I've both dissipated and changed the personality of a tulpa in the middle of their existence, and it isn't possible from some sort of "aggressive" angle, as with everything it must be done with confidence. In this case, if you genuinely think a tulpa should respond negatively, that is a conflict that needs to be resolved first. You won't be able to change them at all if they don't consent. This whole practice relies on the principles of hypnosis and self-suggestion, and it is impossible to change a behaviour when someone is resisting that change, whether that resistance is conscious or unconscious.

 

17 hours ago, Glaurung26 said:

I don't think you, Zen, had ill-intent in either case. I think in fact we're very similar in what we want to have with our tulpas. I just felt that you unnecessarily downplayed the power dynamic and role that the tulpa's choice has in the process. Thank you for the thought-provoking points and my brief existential crisis lol. It's important to self-examine to better understand your convictions.
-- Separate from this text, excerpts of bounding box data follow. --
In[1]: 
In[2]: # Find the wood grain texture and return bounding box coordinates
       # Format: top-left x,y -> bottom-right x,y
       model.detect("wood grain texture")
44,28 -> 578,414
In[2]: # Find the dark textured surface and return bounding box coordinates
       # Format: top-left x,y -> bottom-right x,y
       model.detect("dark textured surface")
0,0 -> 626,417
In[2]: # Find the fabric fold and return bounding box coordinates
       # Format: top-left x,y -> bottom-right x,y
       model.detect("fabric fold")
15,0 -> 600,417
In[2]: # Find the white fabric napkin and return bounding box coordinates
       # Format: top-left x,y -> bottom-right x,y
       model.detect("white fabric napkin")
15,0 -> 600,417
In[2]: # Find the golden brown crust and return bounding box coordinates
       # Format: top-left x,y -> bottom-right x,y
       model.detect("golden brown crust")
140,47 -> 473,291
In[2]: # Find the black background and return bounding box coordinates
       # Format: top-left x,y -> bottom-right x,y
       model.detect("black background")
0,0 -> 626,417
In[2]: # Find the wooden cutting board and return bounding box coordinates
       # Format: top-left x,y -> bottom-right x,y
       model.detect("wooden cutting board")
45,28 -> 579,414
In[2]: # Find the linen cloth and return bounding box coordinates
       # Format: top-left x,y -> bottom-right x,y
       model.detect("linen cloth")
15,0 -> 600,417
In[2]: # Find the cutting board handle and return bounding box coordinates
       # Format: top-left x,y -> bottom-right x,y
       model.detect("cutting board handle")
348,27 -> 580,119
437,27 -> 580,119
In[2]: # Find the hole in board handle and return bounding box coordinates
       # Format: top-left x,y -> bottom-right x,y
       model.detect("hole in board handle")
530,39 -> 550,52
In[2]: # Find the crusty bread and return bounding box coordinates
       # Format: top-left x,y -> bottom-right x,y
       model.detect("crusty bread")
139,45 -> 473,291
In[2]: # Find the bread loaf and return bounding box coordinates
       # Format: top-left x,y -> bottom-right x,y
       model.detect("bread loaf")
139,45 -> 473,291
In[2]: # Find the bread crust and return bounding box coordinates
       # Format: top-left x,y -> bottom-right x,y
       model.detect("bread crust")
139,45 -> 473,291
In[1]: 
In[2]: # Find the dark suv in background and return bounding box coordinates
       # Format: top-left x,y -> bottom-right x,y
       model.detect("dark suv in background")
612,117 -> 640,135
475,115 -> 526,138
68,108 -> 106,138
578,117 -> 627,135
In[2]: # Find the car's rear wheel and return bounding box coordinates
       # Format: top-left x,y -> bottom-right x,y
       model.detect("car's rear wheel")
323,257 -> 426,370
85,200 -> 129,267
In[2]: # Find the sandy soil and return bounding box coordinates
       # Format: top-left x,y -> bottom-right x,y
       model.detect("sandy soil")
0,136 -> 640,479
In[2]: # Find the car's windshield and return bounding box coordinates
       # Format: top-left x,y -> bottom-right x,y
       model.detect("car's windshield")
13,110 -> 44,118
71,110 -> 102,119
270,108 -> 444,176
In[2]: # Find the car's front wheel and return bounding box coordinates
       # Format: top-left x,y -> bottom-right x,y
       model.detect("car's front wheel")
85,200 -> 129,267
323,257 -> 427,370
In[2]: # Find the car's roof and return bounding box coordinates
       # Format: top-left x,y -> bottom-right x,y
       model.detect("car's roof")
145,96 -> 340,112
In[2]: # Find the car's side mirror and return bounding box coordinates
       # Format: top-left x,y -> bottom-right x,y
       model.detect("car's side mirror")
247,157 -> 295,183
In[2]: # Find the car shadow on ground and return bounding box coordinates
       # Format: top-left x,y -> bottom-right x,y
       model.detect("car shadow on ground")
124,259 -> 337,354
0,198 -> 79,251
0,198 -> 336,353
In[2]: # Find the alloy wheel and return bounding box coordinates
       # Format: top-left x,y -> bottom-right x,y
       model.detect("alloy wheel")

I enjoy a big chonky reply from someone, do not think I am not having fun, because I love a good text wall on a topic that interests me. I want to clarify something though here.

 

In terms of how we actually engage one another, consent is on my mind a lot of the time. Just as the person you speculatively describe is not treating their thoughtform as a tulpa, I most definitely do. I ask for their consent. I exert empathy and request they make their own choices. I try to enable them to grow as a person as much as circumstances allow. The thing is, I fundamentally don't think they have a choice. The play may not be pre-written entirely because the world gets a say, but it's still pre-destined. There's not going to be any random day we decide we hate each other, for example, that's just not on the table. And trust me, I've done worse in fiction to them than I could ever muster in reality. Their choice is an illusion. And mine might be too, giving just how intensely about them I am.

Edited by ZenAndRhys

Zen - Host.

Mika - Tulpa. The eldest, and a homegrown tupper made with tulpamancy.

Rhys - Tulpa. Initially a Literary Thoughtform of my own creation.

Asterion - Tulpa. Literary, I suppose? Mythological egregore, maybe? He's The Minotaur.

If text is uncoloured, presume Zen is talking. We go by he/him.